Klaus Reichardt, president of Waterless Co., Inc., comments that because of the economy, most restroom trends are occurring in existing buildings, "and most are occurring in larger facilities, like airports, shopping centers, major office structures, and the like."

So, what's on tap for restrooms in the future? According to Reichardt, the following developments are evolving now and will become more common in years to come:

• More mirrors. Additional "sight-line" mirrors will be installed, helping to increase security.

• Labyrinth entries. Not only are these installed to eliminate the touching of doors, but studies also indicate they promote security.
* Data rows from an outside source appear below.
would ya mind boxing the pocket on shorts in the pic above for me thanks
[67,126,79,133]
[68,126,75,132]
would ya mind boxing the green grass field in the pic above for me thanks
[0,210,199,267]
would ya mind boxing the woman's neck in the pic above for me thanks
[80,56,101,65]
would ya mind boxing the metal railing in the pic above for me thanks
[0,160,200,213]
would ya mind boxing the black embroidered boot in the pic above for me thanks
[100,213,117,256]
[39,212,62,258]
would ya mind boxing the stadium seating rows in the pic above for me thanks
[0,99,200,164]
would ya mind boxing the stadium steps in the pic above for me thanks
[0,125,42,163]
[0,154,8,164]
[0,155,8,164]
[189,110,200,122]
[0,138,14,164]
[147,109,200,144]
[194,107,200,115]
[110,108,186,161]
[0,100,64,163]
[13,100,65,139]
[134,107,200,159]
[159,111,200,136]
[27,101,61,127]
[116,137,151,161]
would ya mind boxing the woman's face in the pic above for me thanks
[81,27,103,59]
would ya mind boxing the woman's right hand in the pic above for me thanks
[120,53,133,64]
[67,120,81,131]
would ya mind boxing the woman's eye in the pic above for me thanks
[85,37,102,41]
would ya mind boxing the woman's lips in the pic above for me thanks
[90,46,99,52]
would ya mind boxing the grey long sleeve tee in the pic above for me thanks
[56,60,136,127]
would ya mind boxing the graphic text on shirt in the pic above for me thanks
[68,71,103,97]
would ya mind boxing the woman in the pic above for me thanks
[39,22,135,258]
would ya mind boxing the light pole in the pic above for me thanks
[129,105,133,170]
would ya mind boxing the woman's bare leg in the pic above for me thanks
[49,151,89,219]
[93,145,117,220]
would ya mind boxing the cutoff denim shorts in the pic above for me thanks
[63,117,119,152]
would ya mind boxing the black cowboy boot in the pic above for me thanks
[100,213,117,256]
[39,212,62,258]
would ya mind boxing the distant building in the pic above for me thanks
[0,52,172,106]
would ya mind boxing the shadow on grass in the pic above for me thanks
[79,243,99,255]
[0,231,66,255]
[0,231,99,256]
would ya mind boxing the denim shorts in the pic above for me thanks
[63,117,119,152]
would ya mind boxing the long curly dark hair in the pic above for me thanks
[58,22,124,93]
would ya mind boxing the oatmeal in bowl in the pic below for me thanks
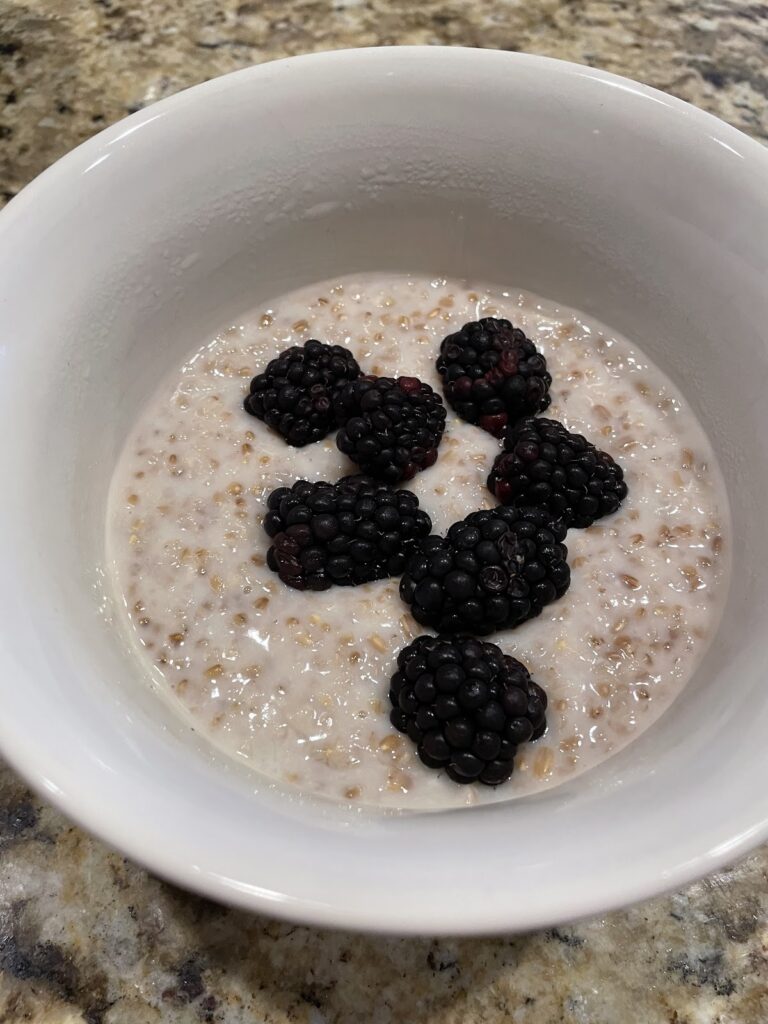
[2,47,766,932]
[107,274,728,810]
• Sound dampening. Restrooms will be quieter with more sound dampening materials installed in ceilings.

• Outward swings. Partition doors are now being designed to swing outward. This allows users to open the door with their shoulders and avoid touching handles.

• Water conservation. More restroom fixtures will be installed that surpass Federal water conservation regulations or use no water at all, such as waterless urinals.
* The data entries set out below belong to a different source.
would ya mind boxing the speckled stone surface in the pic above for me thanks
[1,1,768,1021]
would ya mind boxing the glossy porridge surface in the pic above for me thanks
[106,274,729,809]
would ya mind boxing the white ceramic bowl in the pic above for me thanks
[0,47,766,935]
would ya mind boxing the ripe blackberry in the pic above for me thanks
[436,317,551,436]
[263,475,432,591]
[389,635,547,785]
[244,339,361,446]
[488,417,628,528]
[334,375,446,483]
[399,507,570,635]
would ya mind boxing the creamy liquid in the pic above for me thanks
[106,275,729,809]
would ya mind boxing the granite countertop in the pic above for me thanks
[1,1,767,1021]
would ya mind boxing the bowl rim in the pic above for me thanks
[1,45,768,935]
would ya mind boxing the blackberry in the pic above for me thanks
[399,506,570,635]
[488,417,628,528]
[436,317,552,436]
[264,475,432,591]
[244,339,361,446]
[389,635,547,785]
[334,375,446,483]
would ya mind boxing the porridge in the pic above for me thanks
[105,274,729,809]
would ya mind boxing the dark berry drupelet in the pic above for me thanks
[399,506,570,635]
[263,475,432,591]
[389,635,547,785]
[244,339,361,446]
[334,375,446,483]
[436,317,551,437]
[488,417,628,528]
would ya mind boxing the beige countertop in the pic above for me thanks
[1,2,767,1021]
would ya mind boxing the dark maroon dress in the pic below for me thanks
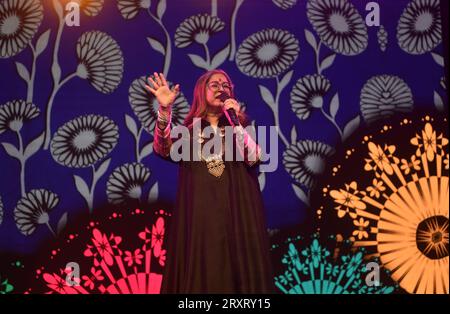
[158,115,274,293]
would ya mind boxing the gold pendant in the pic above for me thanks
[204,154,225,178]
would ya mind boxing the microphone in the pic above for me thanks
[217,91,240,127]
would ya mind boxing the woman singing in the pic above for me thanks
[146,69,274,294]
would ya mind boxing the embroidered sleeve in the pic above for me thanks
[234,125,262,167]
[153,108,173,158]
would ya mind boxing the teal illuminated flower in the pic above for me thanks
[274,237,396,294]
[301,239,329,268]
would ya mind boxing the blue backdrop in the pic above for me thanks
[0,0,447,254]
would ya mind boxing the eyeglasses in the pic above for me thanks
[207,81,233,92]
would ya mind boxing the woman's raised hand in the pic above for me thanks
[145,72,180,110]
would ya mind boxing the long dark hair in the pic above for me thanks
[183,69,248,128]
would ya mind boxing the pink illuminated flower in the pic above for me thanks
[151,217,165,257]
[43,273,77,294]
[82,267,104,290]
[124,248,144,267]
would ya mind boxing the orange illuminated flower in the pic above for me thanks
[352,218,369,240]
[330,182,366,218]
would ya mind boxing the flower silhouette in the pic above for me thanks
[290,74,331,120]
[14,189,59,236]
[174,13,225,48]
[352,218,369,240]
[307,0,368,56]
[397,0,442,55]
[330,182,366,218]
[51,114,119,168]
[117,0,151,19]
[0,0,43,58]
[76,31,124,94]
[360,75,413,124]
[106,162,151,205]
[236,28,299,78]
[0,100,40,134]
[411,123,448,162]
[283,140,334,188]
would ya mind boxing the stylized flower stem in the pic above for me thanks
[136,126,144,163]
[46,221,57,237]
[228,0,245,61]
[320,107,343,139]
[27,43,38,103]
[87,165,97,212]
[44,71,77,149]
[15,131,25,197]
[202,43,211,66]
[147,8,172,77]
[43,1,66,150]
[315,40,322,75]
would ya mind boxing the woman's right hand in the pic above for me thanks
[145,72,180,110]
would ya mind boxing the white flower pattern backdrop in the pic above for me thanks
[0,0,447,255]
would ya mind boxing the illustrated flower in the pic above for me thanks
[117,0,151,19]
[272,0,297,10]
[0,0,43,58]
[236,28,300,78]
[352,218,369,240]
[91,229,115,265]
[14,189,59,236]
[330,181,366,218]
[129,76,189,134]
[124,248,144,267]
[151,217,165,257]
[0,100,40,134]
[360,75,413,124]
[366,179,385,198]
[377,184,449,293]
[411,123,448,162]
[301,239,330,268]
[341,251,363,277]
[397,0,442,55]
[106,163,151,205]
[364,142,396,175]
[283,140,335,189]
[290,74,331,120]
[51,114,119,168]
[282,243,300,267]
[43,273,77,294]
[400,155,421,175]
[138,227,151,250]
[76,31,124,94]
[274,237,396,294]
[307,0,368,56]
[416,216,448,260]
[82,267,104,290]
[72,0,104,16]
[174,13,225,48]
• Automated touch-less. Devices that automatically dispense soap, paper, water, etc. will become standard.

• On demand hot water. More restrooms will have their own "on demand" hot water system and not depend on a facility's hot water source, helping to save energy.

• Delayed flushing. Currently, some automatic restroom fixtures flush too quickly after use. The spray generated can soil the user and clothing. New flushing systems will have a delay to help avoid this.

"We are also likely to see advertising in restrooms," says Reichardt. "Just as many grocery stores have monitors displaying advertisements, many advertisers see restrooms as a new 'marketing territory' just waiting to be tapped."